Outdated healthcare IT infrastructure is attracting cybercriminals to hospitals, which are the most vulnerable type of organization, judged a new cybersecurity report.

Other factors attracting cybercriminals to healthcare include lack of experienced cyber personnel, highly valuable data, and vulnerability to ransomware attacks, the Cisco/Cybersecurity ventures 2019 Cybersecurity Almanac report noted.

The report predicts that ransomware attacks on healthcare organizations will quadruple by 2020 and that the industry will spend more than $65 billion on cybersecurity products and services between 2017 and 2021.

Ransomware damage costs are predicted to be 57 times more in 2021 than they were in 2015. Cybersecurity Ventures predicts that organizations will suffer a ransomware attack every 11 seconds by 2021, up from every 14 seconds in 2019, and every 40 seconds in 2016.

In total, ransomware damage costs could hit $20 billion in 2021, up from $11.5 billion in 2019, $5 billion in 2017, and $325 million in 2015.

The No More Ransom online portal has 59 free decryption tools, covering some 91 ransomware families.
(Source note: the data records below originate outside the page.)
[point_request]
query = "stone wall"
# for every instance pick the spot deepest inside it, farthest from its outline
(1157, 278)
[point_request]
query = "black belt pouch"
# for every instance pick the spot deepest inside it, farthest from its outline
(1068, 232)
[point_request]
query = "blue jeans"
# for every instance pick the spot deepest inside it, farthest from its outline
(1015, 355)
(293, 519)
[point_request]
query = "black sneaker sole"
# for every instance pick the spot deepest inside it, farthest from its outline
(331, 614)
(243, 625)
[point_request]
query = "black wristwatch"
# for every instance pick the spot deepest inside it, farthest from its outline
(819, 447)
So far, the tools provided on No More Ransom have managed to decrypt the infected computers of over 72,000 victims worldwide, according to the report.

Healthcare has been the most cyber-attacked over the last five years, followed by manufacturing, financial services, government, and transportation, according to the report.

Cybersecurity Ventures predicted that retail, oil and gas/energy and utilities, media and entertainment, legal, and education will round out the top 10 most cyber-attacked industries for 2019 to 2022.

Healthcare will suffer two to three times more cyberattacks in 2019 that the average of other industries. Inadequate security practices, weak or shared passwords, and code vulnerabilities contribute to attacks on hospitals and other healthcare organizations, according to the report.

Personal health information is 50 times more valuable than financial information, with patient health records fetching up to $60 per record.

A healthcare data breach costs an organization an average of $408 per record, nearly three times higher than the cross-industry average of $148 per record.

The Cybersecurity Almanac also predicted that cybercrime would cost the world $6 trillion per year by 2021 and that 70 percent of cryptocurrency transactions per year will be for illegal activity by 2021.

Cryptocrime is an emerging segment of the cybercrime ecosystem, according to the report. Hacks on cryptocurrency exchanges suffered roughly $1 billion in losses during 2018. This includes the hack Coincheck, which netted criminals $530 million.

Cryptojacking, illegally mining cryptocurrencies, was one of the fastest growing cybersecurity threats in 2018, with 25 percent of all businesses falling victim to it. There was a 459 percent increase in the rate of cryptojacking, according to a report by the Cyber Threat Alliance (CTA).

“The majority of illicit mining malware takes advantage of lapses in cyber hygiene or slow patch management cycles to gain a foothold and spread within a network. If miners can gain access to use the processing power of your networks, then you can be assured that more sophisticated actors may already have access,” the CTA report warned.

“Illicit cryptocurrency mining is the canary in the coal mine, warning you of much larger problems ahead,” CTA added.

Cybersecurity Ventures predicted that zero-day exploits are predicted to reach one per day by 2021, a jump from one per week in 2015.

The number of distributed denial of service (DDoS) attacks will double to 14.5 million by 2022, according to the Cisco Visual Networking Index (VNI).

DDoS attacks can represent up to 25 percent of a country’s total Internet traffic while they are occurring, the VNI report found. The average DDoS attack size is between 1 Gbps and 2 Gbps, an increase of 37 percent between 2017 and 2018.

Attackers are increasing the computing resources they use to perform DDoS attacks. Amplification attackers, using special tools for carrying out a DDoS attack, exploit vulnerabilities in the network and compute resources, the VNI report noted.